Director Omar Elerian said he wished to bring out more of the playfulness from the original French text in his production, and at this he certainly succeeds. There’s a watermelon playing a cat, the audience are given kazoos and the cast has ample opportunity to show off punctilious comic timing. Joshua McGuire as Jean is particularly springy, switching from pouty to threatening with hair-raising ease, and there’s a lot of fun to be had for the audience, who are told from the start they must suspend their disbelief.
The stage is expansive but barely filled, creating a sterile feel. Bar Berenger, the play opens with the cast all dressed in long white lab coats, accessorised with flashes of primary colours that pop out against the stark white: royal blue trousers, shiny yellow shoes and bright red lipstick.
Dressed in muted tones throughout by contrast, Sope Dirisu’s Beringer is marked out as separate from the start. Growing increasingly manic at the rest of the town’s indifference to the rhinoceros problem, Beringer is a symbol of resistance. Dirisu’s performance starts quiet and climbs to a genuinely spine-chilling crescendo, with the play closing as he shouts out wildly and desperately as the rest of the ensemble bow.
It’s a powerful end but I wonder what we’re actually meant to take from it.

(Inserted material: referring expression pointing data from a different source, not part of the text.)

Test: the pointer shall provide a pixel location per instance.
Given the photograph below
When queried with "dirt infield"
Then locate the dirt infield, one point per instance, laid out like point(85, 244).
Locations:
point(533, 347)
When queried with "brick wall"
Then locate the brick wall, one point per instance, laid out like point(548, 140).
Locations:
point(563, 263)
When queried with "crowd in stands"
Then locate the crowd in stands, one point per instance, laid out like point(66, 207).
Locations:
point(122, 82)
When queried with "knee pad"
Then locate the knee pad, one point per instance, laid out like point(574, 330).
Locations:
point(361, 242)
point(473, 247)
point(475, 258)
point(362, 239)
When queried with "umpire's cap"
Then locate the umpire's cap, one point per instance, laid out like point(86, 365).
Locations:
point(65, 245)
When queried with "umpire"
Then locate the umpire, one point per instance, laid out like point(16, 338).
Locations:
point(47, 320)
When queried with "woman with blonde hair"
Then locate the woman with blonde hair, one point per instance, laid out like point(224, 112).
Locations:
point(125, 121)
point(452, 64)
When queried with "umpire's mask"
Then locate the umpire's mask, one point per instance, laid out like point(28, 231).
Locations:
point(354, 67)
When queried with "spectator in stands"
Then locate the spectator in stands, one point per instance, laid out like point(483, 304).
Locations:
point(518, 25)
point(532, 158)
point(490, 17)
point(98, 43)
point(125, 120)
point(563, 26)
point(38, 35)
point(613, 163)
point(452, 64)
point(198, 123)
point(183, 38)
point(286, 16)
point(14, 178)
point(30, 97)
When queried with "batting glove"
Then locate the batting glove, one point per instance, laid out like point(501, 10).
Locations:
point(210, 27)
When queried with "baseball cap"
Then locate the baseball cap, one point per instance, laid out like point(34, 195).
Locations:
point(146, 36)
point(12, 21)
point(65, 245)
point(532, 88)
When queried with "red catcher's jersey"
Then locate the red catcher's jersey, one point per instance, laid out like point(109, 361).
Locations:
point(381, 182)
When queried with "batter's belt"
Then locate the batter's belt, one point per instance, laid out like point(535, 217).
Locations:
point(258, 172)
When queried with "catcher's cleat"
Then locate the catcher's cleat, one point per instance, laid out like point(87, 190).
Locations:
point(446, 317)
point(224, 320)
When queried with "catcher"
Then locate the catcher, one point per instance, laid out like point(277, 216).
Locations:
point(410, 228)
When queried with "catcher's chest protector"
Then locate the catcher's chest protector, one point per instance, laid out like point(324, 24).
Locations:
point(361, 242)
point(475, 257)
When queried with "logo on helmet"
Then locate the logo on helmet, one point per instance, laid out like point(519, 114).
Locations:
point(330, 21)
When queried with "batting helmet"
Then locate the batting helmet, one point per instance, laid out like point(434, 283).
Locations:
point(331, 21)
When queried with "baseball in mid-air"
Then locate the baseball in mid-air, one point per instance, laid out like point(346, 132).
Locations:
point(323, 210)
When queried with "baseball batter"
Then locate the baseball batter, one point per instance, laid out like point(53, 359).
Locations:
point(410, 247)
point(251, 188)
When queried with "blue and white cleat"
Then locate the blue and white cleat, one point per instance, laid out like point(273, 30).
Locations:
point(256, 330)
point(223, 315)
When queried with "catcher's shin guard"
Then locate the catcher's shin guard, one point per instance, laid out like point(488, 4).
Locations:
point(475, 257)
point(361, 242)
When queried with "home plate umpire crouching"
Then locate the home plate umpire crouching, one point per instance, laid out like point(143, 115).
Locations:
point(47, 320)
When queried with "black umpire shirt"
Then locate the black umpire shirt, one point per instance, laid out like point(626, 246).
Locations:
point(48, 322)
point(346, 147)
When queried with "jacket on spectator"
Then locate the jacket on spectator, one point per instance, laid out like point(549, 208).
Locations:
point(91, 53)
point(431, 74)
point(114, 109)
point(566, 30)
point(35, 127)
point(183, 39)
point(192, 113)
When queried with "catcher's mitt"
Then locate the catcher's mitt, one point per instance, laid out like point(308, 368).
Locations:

Berenger is supposed to be an everyman, but, set apart from the start, his strength of resistance appears powered by an innate goodness rather than anything more instructive. On the contrary, every other character in the play succumbs to the rhinoceros affliction – presumably because they’re weak?
This production’s major intervention with the text, however, is to turn it from just a strange play to a self-consciously strange play. Paul Hunter regularly jumps out of the action to narrate from a mic at the front, reading out the stage directions, describing what the set design should be (this production is choicely sparse on scenery) and occasionally cutting through tension with shouts of “Act 2!” and the like. It’s the sort of thing that spells out “this is a clever play” and proves tiresome rather quickly. The involvement of the audience, who are turned into a chorus of rhinos thanks to the kazoos, conversely is the sort of seemingly silly choice that actually packs a punch. Who knew the sound of a kazoo could be so chilling? The theatre of the absurd, of course.
Elsewhere, updates include some slapdash 21st century references (Gary Lineker, Severance, Elon Musk), which conversely results in making the play feel dated. This is a play with themes that speak to our time, but the original, while relying on allegory, is specific in its references – the rhinos are green-skinned to reference the green uniforms of the Iron Guard, a character of a logician spewing syllogisms is a caricature of Ionesco’s own logician friend who cut him off, and the Marxist Dudard, who refuses to accept the rhinoceros problem even when seeing it with his own eyes, is simply Sartre, Ionesco stated in an interview. A couple of 2025 references thrown in with what was already a metaphorical mishmash doesn’t offer much illumination on how the play should speak to us now.